How the use of predictive analytics can help your business.
Our property website specialist and Design Director examines how the use of predictive analytics can enable estate agents and property companies make informed decisions about future marketing and customer trends.
What is Predictive Analytics?
Predictive Analytics is the practice of extracting information from existing data sets in order to determine patterns and predict future outcomes and trends. This can help estate agents and specialist property companies get smarter infomation about how homeowners are likely to behave. This would support more targeted marketing campaigns that, based on data, are more likely to yield enquiries, and therefore instructions and sales. The following are examples of data points that could be harnessed:
- Price trends
- Time since last sale
- Movement in street
- Last selling date
- Crime
- Price appreciation
- Income
- Last marketed
Why is it useful?
President Obama famously won the 2012 US election with the help of predictive analytics. By assembling a team of 100 analysts to interpret large-scale big data, his election campaigners were able to determine potential voters, especially the undecided, yet receptive voter. Through this, they were able to target their campaigns effectively, by concentrating their efforts on the voters who could potential be a ‘yes’ vote, as opposed to targeting those who would always be a ‘no’ vote.

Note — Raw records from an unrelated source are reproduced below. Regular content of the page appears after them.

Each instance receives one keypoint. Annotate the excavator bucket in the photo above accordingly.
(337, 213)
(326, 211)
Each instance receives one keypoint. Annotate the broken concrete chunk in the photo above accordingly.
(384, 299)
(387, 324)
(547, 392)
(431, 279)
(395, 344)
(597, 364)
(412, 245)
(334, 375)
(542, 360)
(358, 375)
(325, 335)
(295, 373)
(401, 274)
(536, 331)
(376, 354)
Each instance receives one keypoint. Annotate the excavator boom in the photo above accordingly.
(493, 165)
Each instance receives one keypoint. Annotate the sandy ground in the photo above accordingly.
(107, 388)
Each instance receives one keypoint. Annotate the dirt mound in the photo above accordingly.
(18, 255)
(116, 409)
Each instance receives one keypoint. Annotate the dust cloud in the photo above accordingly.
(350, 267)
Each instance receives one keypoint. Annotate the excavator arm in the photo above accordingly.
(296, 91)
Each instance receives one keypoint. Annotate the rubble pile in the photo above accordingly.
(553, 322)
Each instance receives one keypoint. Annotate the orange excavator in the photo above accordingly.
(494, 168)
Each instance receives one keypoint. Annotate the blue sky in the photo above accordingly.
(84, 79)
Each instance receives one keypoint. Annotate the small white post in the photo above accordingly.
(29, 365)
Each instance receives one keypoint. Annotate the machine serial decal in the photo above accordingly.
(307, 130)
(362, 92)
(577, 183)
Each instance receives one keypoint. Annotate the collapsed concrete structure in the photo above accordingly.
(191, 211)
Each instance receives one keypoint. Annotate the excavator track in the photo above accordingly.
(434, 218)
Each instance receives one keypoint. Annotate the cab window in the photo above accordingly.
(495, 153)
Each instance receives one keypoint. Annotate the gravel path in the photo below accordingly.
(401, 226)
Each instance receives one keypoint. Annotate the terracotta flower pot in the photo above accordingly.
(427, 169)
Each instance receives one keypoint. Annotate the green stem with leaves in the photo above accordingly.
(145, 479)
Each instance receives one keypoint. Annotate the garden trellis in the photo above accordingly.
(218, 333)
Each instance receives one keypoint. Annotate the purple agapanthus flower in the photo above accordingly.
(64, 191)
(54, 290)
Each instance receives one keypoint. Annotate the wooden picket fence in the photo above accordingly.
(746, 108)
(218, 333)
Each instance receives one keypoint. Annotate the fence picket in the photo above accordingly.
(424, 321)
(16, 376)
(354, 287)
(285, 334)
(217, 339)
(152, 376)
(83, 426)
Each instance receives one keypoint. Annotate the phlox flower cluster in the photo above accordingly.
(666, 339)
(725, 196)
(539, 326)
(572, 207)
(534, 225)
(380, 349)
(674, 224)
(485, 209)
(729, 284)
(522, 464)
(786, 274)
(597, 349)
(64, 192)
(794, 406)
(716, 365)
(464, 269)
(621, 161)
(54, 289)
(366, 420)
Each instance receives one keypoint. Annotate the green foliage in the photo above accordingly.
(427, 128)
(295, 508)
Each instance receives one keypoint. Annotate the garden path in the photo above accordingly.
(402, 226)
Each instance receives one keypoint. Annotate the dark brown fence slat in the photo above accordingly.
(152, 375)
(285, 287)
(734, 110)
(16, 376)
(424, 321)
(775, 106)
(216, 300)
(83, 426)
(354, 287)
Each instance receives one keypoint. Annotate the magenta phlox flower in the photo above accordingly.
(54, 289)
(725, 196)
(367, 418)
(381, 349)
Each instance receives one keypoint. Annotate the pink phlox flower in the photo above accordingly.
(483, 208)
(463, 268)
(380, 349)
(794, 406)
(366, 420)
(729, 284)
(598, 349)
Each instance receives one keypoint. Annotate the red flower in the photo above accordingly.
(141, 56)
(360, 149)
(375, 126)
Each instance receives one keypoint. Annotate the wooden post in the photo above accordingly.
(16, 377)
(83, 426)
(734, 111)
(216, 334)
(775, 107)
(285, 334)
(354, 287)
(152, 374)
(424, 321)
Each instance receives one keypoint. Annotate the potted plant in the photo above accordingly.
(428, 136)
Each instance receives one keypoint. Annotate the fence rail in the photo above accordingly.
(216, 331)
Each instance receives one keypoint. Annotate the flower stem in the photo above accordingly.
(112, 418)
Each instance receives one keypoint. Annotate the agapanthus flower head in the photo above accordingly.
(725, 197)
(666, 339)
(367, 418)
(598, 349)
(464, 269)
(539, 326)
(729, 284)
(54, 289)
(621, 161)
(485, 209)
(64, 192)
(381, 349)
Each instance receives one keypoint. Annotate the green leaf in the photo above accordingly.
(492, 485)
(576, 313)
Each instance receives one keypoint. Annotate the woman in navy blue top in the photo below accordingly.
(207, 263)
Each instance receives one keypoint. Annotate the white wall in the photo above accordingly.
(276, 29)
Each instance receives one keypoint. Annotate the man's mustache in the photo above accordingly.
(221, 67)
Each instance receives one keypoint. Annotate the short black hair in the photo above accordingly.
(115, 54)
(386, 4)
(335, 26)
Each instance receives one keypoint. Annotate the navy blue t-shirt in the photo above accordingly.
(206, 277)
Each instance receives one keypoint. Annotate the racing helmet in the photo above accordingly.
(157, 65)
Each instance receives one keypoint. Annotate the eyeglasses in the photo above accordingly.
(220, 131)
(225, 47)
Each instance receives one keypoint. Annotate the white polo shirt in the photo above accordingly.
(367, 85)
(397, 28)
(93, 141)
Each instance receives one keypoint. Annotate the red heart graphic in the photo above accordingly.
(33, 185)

Obviously, there is a big difference in winning elections compared to selling houses, but in marketing terms, the use of data analytics can be equally as effective. For example, for a property company, one can amalgamate data to create different targeted reports, which is combined with other open demographic data. Reports can be run to filter for properties that exhibit characteristics that tend to be associated with property likely to sell within the next year to 18 months. Similar data criteria can be used for lettings. The size of data and complexity of data gathered by these methods way exceeds any data provided from more commonly used property statistics.
The size of data and complexity of data gathered by these methods way exceeds any data provided from more commonly used property statistics
A further extension of potential analysis would be to filter for streets where the data shows properties have sold more or where properties have sold above the averages. It is known (through data) that high turnover streets have occupants that are also more likely to move, it is also proved that those living in streets where property is selling above market value are more open to the notion of a valuation and ultimately sale. This allows you to target your marketing be that email or direct mail, to a very specific audience – one that is more likely to be receptive to your marketing.
Prescriptive Analytics
The next step is taking this valuable information and prescribe new and engaging ways to get the attention of these already more susceptible customers.